This one comes from a study of a two-year guaranteed income project in Stockton, Calif., which delivered monthly no-strings-attached checks of $500 to 125 mostly low-income residents.
A preliminary analysis of the first year of the program, through February 2020, found that recipients were "healthier, showing less depression and anxiety and enhanced well-being" than those in a control group not receiving the stipends.
They also experienced less month-to-month fluctuations in household income. Most notably, they had greater success finding full-time work or upgrading their employment. That turns on its head the conventional conservative argument that such programs will disincentivize the search for work and turn recipients into layabouts.
At the start of the study period in February 2019, according to the analysis, 28% of recipients had full-time employment; a year later, 40% did.
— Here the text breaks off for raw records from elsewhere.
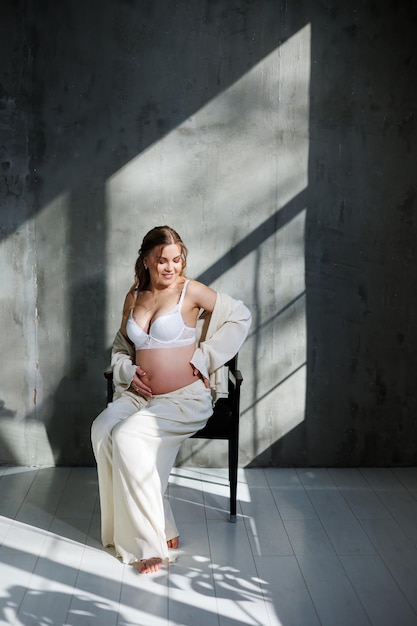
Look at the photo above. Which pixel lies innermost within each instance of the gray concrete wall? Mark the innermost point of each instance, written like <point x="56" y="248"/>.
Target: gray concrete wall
<point x="279" y="139"/>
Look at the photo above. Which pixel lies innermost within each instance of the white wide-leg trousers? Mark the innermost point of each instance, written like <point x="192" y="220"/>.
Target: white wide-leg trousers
<point x="135" y="443"/>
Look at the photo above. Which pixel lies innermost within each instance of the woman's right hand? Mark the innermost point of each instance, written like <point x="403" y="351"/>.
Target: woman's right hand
<point x="138" y="385"/>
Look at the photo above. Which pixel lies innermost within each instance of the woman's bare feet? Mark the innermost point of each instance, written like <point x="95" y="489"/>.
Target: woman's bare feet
<point x="149" y="566"/>
<point x="173" y="543"/>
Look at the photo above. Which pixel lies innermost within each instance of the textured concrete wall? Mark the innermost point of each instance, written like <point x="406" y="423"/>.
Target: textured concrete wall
<point x="279" y="139"/>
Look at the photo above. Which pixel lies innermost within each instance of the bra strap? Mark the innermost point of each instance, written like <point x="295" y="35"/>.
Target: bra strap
<point x="183" y="292"/>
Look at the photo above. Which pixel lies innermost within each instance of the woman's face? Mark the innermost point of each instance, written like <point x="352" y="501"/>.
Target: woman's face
<point x="165" y="265"/>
By comparison, full-time employment in the control group rose only from 32% at the start to 37% after a year.
In other words, recipients were able to move into full-time work at about twice the rate of the control group.
"What we saw was that individuals were able to leverage the $500 in ways that enabled them to show up and fill out a job application — if you're working part time and taking care of a child, there's not a lot of time in your day," says Stacia West, an expert in social work at the University of Tennessee. "Financial scarcity creates time scarcity."
West says she was surprised at that finding, more so than others who helped create the program with more experience in the target community. "They were not shocked at all," West told me. "They understood that when you're financially constrained, you just don't have the bandwidth to think about the future."
West conducted the analysis with Amy Castro Baker of the School of Social Policy and Practice at the University of Pennsylvania. They're working on a second-year analysis, due in September, that will bring their study to the end of the program, which is formally known as the Stockton Economic Empowerment Demonstration, or SEED. The final checks went out to recipients in January.
West and Baker helped design the Stockton program. But their findings do conform to those of analyses of other guaranteed-income programs.